POINT DE VUE

Comprendre la thérapie CAR- T

Dr Manuel Rodrigues

Auteurs et déclarations

11 septembre 2017

Le blog du Dr Manuel Rodrigues – Oncologue

Des lymphocytes autologues modifiés, dites cellules CAR-T, développées par Novartis, viennent d’obtenir une AMM aux Etats-Unis dans le traitement de la leucémie aigüe lymphoblastique pédiatrique (LAL).

C’est une première. Le Dr Rodrigues revient sur la nature de ces cellules, leur efficacité, leurs effets secondaires, et leur coût.

Les cellules CAR-T sont des lymphocytes T prélevés chez un patient atteint d’un cancer métastatique, cultivées et modifiées ex vivo pour exprimer un récepteur chimérique dirigé contre un antigène tumoral, puis réinjectées au patient.

Il s’agit d’un « nouveau mode de  traitement des cancers très prometteur », souligne le Dr Rodrigues.  Les cellules CAR-T qui viennent d’obtenir une AMM aux Etats-Unis expriment un récepteur ciblant le récepteur tumoral CD 19. Mais d’autres CAR-T, dirigées contre d’autres antigènes tumoraux sont en préparation.

« Les résultats sont extrêmement intéressants », indique le Dr Rodrigues, qui rappelle que dans l’essai pivot, mené chez 88 patients, dont 68 patients ont effectivement pu recevoir des CAR-T, la survie était estimée à 17 mois lors de la publication. Le chiffre est cependant « probablement très sous-estimé », souligne le Dr Rodrigues.

Les 79% de survie à 12 mois sont plus parlants, lorsqu’on les compare aux 38% de survie à 12 mois obtenus dans un essai pédiatrique du blinatumomab, et aux 20% obtenus avec la clofarabine.

Ces résultats concernent « des patients multi-traités,  qui avaient déjà reçus trois lignes de traitement en moyenne, et présentaient donc un très mauvais pronostic.

Il apparait donc que l’on peut guérir ces patients. Preuve en est que le premier patient traité, il y a plus de 5 ans, reste aujourd’hui en rémission complète.

Les cellules CAR-T réadministrées au patient en une seule injection, « restent en effet dans le corps du patient pendant probablement plusieurs années, en dormance ».

Il faut cependant être conscient de deux limites.

Premièrement, les effets secondaires. « C’est un traitement qui n’est pas anodin », souligne le Dr Rodrigues. « Il comporte des risques élevés de toxicité, et celle-ci est importante ». Pour fixer les idées, en contexte de leucémie aigüe lymphoblastique, le comparateur adéquat ne serait pas la chimiothérapie, mais la greffe de moelle osseuse.   

En une à deux semaines, la toxicité se manifeste chez près d’un patient sur deux, en particulier par un syndrome de relargage cytokiniques.
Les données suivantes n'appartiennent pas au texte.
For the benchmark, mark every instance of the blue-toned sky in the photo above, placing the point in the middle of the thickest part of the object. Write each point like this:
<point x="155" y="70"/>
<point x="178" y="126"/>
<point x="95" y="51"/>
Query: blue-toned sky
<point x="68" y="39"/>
Il s’agit donc d’un traitement potentiellement très lourd.

Le Dr Rodrigues note d’ailleurs que des travaux sont en cours pour intégrer dans les cellules CAR-T modifiées un « interrupteur moléculaire, que l’on peut utiliser pour bloquer la réponse anti-tumorale, et désactiver les CAR-T après leur réinjection au patient.

Deuxièmement, c’est un traitement qui va se négocier à un prix très élevé.

Ici encore, la greffe de moelle sert de comparateur, puisque c’est son coût qui a servi pour construire le prix demandé pour les CAR-T : « aux Etats-Unis, de 300 à 500.000 dollars pour le traitement d’un patient », précise le Dr Rodrigues, en indiquant qu’une greffe de moelle autologue coûte environ 350.000 dollars, et une greffe allogénique, 800.000 dollars.

Qu’il s’agisse de l’efficacité, des indications, des effets secondaires et des coûts, on n’en est cependant qu’aux débuts. « Ce type de traitement vient d’obtenir l’AMM contre le CD 19, mais de multiples CAR-T sont en développement, et outre Novartis, d’autres laboratoires sont sur les rangs ».

Le Dr Rodrigues conclut sur un parallèle avec les traitements curatifs de l’hépatite C. Les CAR-T peuvent « potentiellement guérir des maladies incurables, mais leur prix sera très élevé, soulevant un véritable problème, et un véritable questionnement ».